If an assessment has been completed but a negative decision has been made, can I appeal?


In theory, yes. However, you cannot simply appeal because you disagree with the outcome of the decision. You can ask for a review of the decision to refuse funding if the correct procedures have not been followed or the application of the eligibility criteria have been incorrectly applied. You may also only be given a limited time to appeal a decision so it’s important you read any letters you receive carefully.

In the first instance you should direct your appeal to the Clinical Commissioning Group in England or Health Board in Wales. The review systems in England and Wales are different and can be complicated.

If you are a client of ours, we will conduct the appeal on your behalf with your authorisation.

Is it possible to make a claim if the individual who received the care has now passed away?


Yes, it is possible to retrospectively claim back money paid on care home fees even if the individual who received the care has now passed away. We have successfully done this for many clients.

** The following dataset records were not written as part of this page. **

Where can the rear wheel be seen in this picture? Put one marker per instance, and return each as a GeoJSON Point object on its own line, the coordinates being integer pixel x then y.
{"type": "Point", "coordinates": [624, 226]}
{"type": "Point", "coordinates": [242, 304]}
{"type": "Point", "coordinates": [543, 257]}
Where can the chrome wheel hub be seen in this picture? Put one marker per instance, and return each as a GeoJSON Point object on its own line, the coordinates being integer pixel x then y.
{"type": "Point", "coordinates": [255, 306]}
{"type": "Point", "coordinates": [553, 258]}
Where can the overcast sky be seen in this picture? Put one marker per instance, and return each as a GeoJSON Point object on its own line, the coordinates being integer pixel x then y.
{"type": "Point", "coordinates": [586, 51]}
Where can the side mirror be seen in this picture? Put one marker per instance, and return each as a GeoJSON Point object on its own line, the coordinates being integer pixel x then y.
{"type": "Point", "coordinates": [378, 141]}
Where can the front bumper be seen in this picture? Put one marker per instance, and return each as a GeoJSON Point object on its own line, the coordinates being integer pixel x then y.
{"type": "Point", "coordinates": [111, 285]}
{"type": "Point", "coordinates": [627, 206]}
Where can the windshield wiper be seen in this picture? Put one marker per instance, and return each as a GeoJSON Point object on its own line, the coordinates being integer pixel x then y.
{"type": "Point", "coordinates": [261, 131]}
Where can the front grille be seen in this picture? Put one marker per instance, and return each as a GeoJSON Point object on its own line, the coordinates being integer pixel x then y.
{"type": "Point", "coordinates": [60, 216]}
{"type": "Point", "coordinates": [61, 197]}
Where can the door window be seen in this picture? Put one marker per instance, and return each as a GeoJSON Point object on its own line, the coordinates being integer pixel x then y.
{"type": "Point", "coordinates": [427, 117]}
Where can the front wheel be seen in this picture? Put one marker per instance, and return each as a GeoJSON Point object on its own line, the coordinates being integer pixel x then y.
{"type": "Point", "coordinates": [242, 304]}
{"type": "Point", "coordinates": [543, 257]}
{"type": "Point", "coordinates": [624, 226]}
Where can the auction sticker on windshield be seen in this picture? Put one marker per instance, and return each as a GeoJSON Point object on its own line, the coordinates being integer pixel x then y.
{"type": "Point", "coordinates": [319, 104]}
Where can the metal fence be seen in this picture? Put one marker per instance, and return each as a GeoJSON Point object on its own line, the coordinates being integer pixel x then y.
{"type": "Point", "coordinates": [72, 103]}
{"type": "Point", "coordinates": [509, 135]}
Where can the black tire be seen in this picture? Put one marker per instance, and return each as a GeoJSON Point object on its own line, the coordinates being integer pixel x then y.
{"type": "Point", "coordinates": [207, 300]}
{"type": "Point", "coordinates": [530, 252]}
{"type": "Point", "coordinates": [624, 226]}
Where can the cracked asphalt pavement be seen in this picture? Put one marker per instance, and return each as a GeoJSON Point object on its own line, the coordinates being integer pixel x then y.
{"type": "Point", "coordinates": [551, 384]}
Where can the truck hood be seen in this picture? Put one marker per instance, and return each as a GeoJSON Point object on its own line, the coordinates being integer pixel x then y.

What if you are not eligible for NHS Continuing Healthcare?


It is the local authority (social services), rather than the NHS who are responsible for care if you are found not eligible for NHS Continuing Healthcare. Unlike the NHS, social services are able to assess the individual’s ability to pay. This will mean that they will conduct a financial assessment.

There is an upper and lower capital limit. This means that if a person has savings which amount to more than the upper capital limit, they will have to pay the full cost of their care home placement until their savings reduce to that limit. If an individual has savings which are worth less than the lower capital limit, then a local authority social services department will fund the cost of care. A person who is in between the capital limits will have to make a contribution to their care costs on a tariff rate depending on how much they exceed the minimum.

Your savings include any money in bank and building society accounts, stocks and shares, and property (land and buildings). Any joint ownership is counted according to that person’s share.

The capital limits are different in England and Wales. Please check the Government website to find the capital limits where you live.

Which areas do you cover?


We deal with a wide range of clients across England and Wales.

Why do solicitors specialise in recovery of nursing care fees when you don’t need a solicitor to get NHS Continuing healthcare eligibility?


The application process for NHS Continuing Healthcare is very complex. Although you don’t need to work with a solicitor to get the funding, working with an expert in the field will significantly increase your chances of getting NHS Continuing Healthcare eligibility.

Clinical Commissioning Groups  in England and Health Boards in Wales can often make arbitrary NHS care funding decisions based on the ability to pay rather than health needs. As a result you may not receive NHS care funding, even if you are eligible.

Many of our clients start working with us after starting to work through the process themselves, but struggle with the complicated system. Working with our team will give you the best chance of securing the correct decision.

There are a number of companies offering this service who do not have our experience and in some cases are not solicitors. A Legal Ombudsman report released in July 2011 revealed that thousands of people may be receiving sub-standard services from unregulated companies offering consumer financial products. Hugh James is regulated by the Solicitors Regulatory Authority (SRA) and complies with the solicitor’s code of conduct.